Итак, если дискурс "потребляет" артификационное поле через "вилку", то само это поле, точнее его актуализированная динамичная артикуляционная поверхность, "осваивает" и "покрывает" дискурс через точки спецификатов. Через наборы спецификатов дискурс может оформлять себя в качестве сериала артефактов, его "вилка" замыкается на себе √ современный дискурс может быть идеографирован (в плане "идиотического иллюстрирования") как вилка, протыкающая собственную ручку. Это имеет отношение к проблематике постмодернистских теоретиков (например Б.Гройса): дискурс встроен в "мельницу стилей", обязан быть "модным", актуальным, стилистически выдержанным и так далее. Только в этом случае он конвертируется.

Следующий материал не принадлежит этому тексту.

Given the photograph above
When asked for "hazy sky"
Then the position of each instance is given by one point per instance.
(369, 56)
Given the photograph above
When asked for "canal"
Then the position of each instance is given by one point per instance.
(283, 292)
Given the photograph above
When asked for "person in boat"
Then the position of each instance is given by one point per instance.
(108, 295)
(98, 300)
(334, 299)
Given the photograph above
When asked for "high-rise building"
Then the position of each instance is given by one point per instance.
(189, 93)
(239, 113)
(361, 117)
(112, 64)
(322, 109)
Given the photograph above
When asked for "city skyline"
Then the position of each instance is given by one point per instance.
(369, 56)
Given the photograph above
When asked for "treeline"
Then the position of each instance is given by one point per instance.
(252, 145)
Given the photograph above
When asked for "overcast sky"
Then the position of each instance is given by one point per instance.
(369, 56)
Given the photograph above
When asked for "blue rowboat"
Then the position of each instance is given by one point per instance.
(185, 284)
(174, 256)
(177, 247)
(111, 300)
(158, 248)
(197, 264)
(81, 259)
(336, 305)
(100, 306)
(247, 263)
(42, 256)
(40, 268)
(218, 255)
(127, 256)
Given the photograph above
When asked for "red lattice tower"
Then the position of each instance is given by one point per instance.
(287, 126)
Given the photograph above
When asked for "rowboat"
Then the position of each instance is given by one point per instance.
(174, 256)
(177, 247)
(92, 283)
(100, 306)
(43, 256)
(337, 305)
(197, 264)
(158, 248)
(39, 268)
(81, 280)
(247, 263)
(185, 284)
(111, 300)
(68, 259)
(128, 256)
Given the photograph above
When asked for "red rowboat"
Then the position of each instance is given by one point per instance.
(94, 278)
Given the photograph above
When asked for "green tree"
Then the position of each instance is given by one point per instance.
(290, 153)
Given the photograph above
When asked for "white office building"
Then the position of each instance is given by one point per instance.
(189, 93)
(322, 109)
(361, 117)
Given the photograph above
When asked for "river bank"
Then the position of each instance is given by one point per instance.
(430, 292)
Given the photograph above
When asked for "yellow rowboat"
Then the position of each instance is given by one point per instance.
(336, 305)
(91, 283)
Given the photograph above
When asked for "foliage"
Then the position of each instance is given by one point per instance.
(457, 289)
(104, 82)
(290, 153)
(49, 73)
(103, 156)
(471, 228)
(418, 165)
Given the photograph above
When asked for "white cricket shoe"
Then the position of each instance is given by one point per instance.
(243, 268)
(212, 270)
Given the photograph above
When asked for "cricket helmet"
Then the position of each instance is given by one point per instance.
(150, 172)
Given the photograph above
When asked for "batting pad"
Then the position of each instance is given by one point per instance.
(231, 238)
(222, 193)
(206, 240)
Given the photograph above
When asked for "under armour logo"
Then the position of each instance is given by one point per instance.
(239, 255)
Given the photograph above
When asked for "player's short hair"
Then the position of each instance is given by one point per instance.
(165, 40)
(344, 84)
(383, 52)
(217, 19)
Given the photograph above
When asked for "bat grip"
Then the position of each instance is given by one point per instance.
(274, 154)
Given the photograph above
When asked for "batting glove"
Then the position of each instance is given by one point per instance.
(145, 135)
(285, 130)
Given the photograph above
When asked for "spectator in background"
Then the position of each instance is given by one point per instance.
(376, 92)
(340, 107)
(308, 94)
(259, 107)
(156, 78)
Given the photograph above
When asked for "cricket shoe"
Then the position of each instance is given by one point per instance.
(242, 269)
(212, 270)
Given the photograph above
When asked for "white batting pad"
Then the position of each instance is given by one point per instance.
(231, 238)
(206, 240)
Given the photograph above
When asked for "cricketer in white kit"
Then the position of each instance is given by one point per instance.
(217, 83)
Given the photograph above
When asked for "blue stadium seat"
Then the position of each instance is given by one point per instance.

Эта постмодернистская картина дискурса, в соответствии со стилевыми особенностями наслаивающихся друг на друга декадансов, откреплена от собственно исследовательского процесса, что делает дискурс с одной стороны эстетическим и артистически автономным, с другой стороны мгновенно уничтожает эту автономию, ставя дискурс в зависимость от условий его репрезентации, извлекая из приватного лабораторного пространствам в план сервильной артистической "предъявленности". Поскольку исследовательские задачи и "уровни" выпадают из поля зрения, оказываются нескрепленными с дискурсом, сам дискурс оформляется как "метаартефакт", то есть артистическая продукция, корректирующая и обсуждающая другую артистическую продукцию.
Как уже было сказано, "Медгерменевтика" представляет co6ой надстраиваемые "над" этой стилевой и "репрезентативно-артистической" ситуацией "лабораторные небеса" вторичного исследовательского интереса. Этот интерес предполагает отказ от полной конвертируемости дискурса, от его "предъявленности с начала и до конца". Дискурс актуализируется только в своих определенных "репрезентативных" фрагментах и с исключительно исследовательскими целями: наблюдение за коммуникациями актуализируемых идеологем с полем артификаций (конкретная продукция Номы). Другие исследовательские цели влекут за собой привлечение напротив совершенно неконвертируемых или только отчасти конвертируемых форм дискурса: дискурс конституируется через его распад. "Лабораторные небеса" свободно переходят в почти непроходимые, почти недоступные для репрезентации "поля блаженных" √ дискурс, по мере своего распадания, проходит массами психопатического и психоделического бреда, теоретической графомании, бессвязных или полубессвязных онейроидных текстов. Однако именно прохождение этих наиболее "вязких" и "гнилых" мест текстообразования, дает нам возможности кристаллизации тех методологий, которые отличаются "повышенной прочностью" и обладание которыми позволяет нам продолжать наше "путешествие", имеющее для нас как исследовательский, так и чисто эстетический интерес.


1. Эти повторения даются здесь в качестве некоей "юмористической" иллюстрации, карикатуры - эти карикатуры-иллюстрации подчас очень странно смотрятся в старых журналах, когда смысл утерян и никакого смеха эти "забавные" изображения уже не вызывают.